Caravaggio a Parigi: atto finale
Ho perso la possibilità di visitare la mostra “Gli Spagnoli a Napoli. Il Rinascimento meridionale” al Museo di Capodimonte, ma quella domenica 25 giugno ho guadagnato un ticket “Musei Campioni” in tiratura limitata (in occasione della vittoria dello scudetto di campionato da parte del SSC Napoli) e le chiavi di lettura per chiudere la riflessione sulla saga “Caravaggio a Parigi“.
Te le spiego:
il pannello è chiaro: non si tratta di un prestito, bensì di un ben più ampio programma di promozione della cultura artistica napoletana a Parigi, di cui la tela della Flagellazione del Caravaggio è tra gli “ospiti e i rappresentanti speciali” dell’evento (tradotto: pubblicità internazionale per Napoli);
c’è il digitale (accettiamolo una buona volta, perché fa bene e non male, se ne sappiamo leggere i vantaggi): in mancanza della tela originale che ci fa sicuramente battere il cuore, possiamo zoomare una riproduzione in full HD e scoprire affascinanti dettagli che sarebbe cosa impossibile sull’opera dal vivo. Come si dice: “l’attesa è essa stessa fonte del piacere”, così come la distanza e la mancanza aumentano il desiderio del ricongiungimento;
i nostri “campioni” in panchina (cioè, le altre tele della collezione museale a Capodimonte) sono pittori di serie A. C’è Luca Giordano, per dirne uno: anche le sue tele ci regalano una prospettiva potente, già la avverti da 10 sale prima, che brilla come un lingotto senza nessun artificio illuminotecnico.

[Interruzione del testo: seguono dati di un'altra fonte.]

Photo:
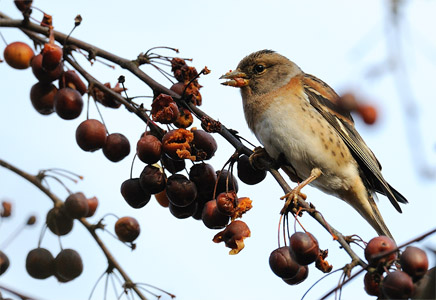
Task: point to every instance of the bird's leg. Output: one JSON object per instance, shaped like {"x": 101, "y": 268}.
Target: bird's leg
{"x": 261, "y": 160}
{"x": 292, "y": 196}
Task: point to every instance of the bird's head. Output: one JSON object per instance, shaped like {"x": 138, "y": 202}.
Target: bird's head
{"x": 261, "y": 72}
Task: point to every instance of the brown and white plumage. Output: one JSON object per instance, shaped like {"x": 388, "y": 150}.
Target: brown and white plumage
{"x": 296, "y": 115}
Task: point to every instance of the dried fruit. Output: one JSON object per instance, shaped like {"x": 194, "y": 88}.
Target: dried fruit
{"x": 18, "y": 55}
{"x": 397, "y": 285}
{"x": 91, "y": 135}
{"x": 68, "y": 103}
{"x": 152, "y": 179}
{"x": 379, "y": 246}
{"x": 58, "y": 221}
{"x": 40, "y": 263}
{"x": 149, "y": 149}
{"x": 51, "y": 56}
{"x": 117, "y": 147}
{"x": 127, "y": 229}
{"x": 226, "y": 182}
{"x": 43, "y": 75}
{"x": 185, "y": 119}
{"x": 177, "y": 144}
{"x": 164, "y": 110}
{"x": 305, "y": 247}
{"x": 247, "y": 173}
{"x": 282, "y": 263}
{"x": 92, "y": 205}
{"x": 133, "y": 193}
{"x": 414, "y": 262}
{"x": 212, "y": 217}
{"x": 42, "y": 97}
{"x": 371, "y": 282}
{"x": 76, "y": 205}
{"x": 204, "y": 145}
{"x": 233, "y": 236}
{"x": 68, "y": 265}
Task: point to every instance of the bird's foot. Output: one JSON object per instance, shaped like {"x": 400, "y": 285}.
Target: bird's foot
{"x": 292, "y": 196}
{"x": 261, "y": 160}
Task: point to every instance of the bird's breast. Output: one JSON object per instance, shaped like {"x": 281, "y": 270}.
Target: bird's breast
{"x": 292, "y": 126}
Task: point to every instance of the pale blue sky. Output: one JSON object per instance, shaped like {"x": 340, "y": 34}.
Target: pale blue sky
{"x": 338, "y": 41}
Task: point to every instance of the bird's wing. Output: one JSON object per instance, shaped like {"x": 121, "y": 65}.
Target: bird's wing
{"x": 324, "y": 100}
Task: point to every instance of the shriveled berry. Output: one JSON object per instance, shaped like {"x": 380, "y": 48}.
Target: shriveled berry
{"x": 282, "y": 263}
{"x": 172, "y": 165}
{"x": 134, "y": 194}
{"x": 164, "y": 109}
{"x": 40, "y": 263}
{"x": 127, "y": 229}
{"x": 371, "y": 282}
{"x": 397, "y": 285}
{"x": 177, "y": 144}
{"x": 180, "y": 190}
{"x": 233, "y": 236}
{"x": 76, "y": 205}
{"x": 42, "y": 97}
{"x": 92, "y": 205}
{"x": 58, "y": 221}
{"x": 51, "y": 56}
{"x": 212, "y": 217}
{"x": 68, "y": 265}
{"x": 204, "y": 145}
{"x": 226, "y": 182}
{"x": 117, "y": 147}
{"x": 149, "y": 149}
{"x": 305, "y": 247}
{"x": 152, "y": 179}
{"x": 91, "y": 135}
{"x": 43, "y": 75}
{"x": 414, "y": 262}
{"x": 377, "y": 247}
{"x": 226, "y": 202}
{"x": 68, "y": 103}
{"x": 247, "y": 173}
{"x": 204, "y": 177}
{"x": 18, "y": 55}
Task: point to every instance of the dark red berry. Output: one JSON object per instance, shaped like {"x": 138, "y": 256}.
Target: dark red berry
{"x": 282, "y": 263}
{"x": 134, "y": 194}
{"x": 127, "y": 229}
{"x": 305, "y": 247}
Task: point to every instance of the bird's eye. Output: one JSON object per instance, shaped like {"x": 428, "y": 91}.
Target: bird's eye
{"x": 259, "y": 68}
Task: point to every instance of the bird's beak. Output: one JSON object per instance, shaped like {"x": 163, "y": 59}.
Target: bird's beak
{"x": 236, "y": 79}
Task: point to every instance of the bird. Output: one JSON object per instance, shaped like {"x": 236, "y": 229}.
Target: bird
{"x": 298, "y": 120}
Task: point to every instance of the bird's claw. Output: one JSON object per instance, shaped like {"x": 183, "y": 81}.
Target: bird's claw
{"x": 291, "y": 200}
{"x": 261, "y": 160}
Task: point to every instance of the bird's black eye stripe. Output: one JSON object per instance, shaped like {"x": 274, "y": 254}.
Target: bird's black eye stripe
{"x": 259, "y": 68}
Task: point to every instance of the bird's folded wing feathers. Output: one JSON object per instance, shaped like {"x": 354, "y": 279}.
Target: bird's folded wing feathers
{"x": 319, "y": 97}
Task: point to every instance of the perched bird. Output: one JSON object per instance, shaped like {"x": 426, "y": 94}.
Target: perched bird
{"x": 296, "y": 116}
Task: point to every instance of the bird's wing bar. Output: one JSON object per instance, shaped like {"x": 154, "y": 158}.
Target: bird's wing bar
{"x": 363, "y": 155}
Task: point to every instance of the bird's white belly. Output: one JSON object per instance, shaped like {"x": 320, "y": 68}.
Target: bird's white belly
{"x": 307, "y": 141}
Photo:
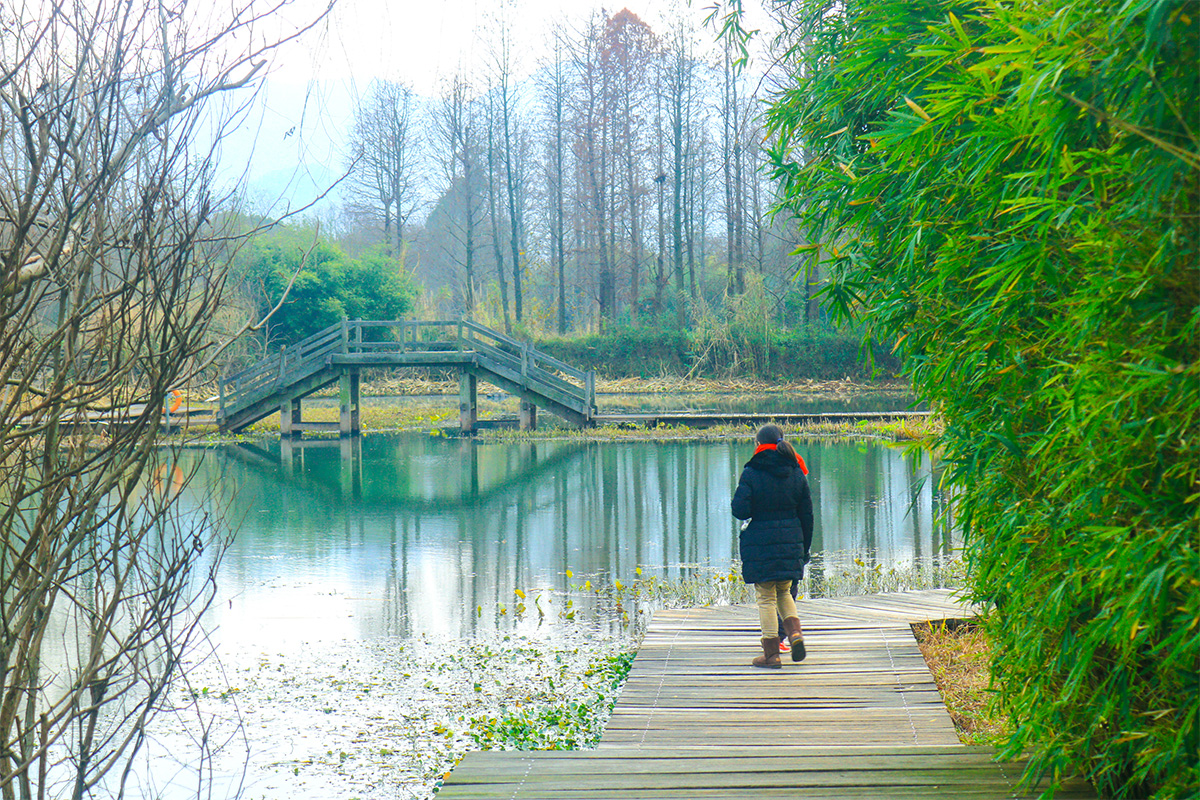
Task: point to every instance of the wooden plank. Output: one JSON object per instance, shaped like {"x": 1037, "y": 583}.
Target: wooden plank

Diciamolo, dai: a Napoli siamo stati campioni di innovazione, coraggio e dinamismo, come recita la citazione di A. Lugli (L’educazione estetica, 1978), riprodotta sulla parete della sala vuota che ospita la tela del Caravaggio:
Per un organismo [il museo] che contiene il passato, ma si confronta continuamente con il presente, credo che veramente la più grossa contraddizione sia la pretesa di rimanere immobile.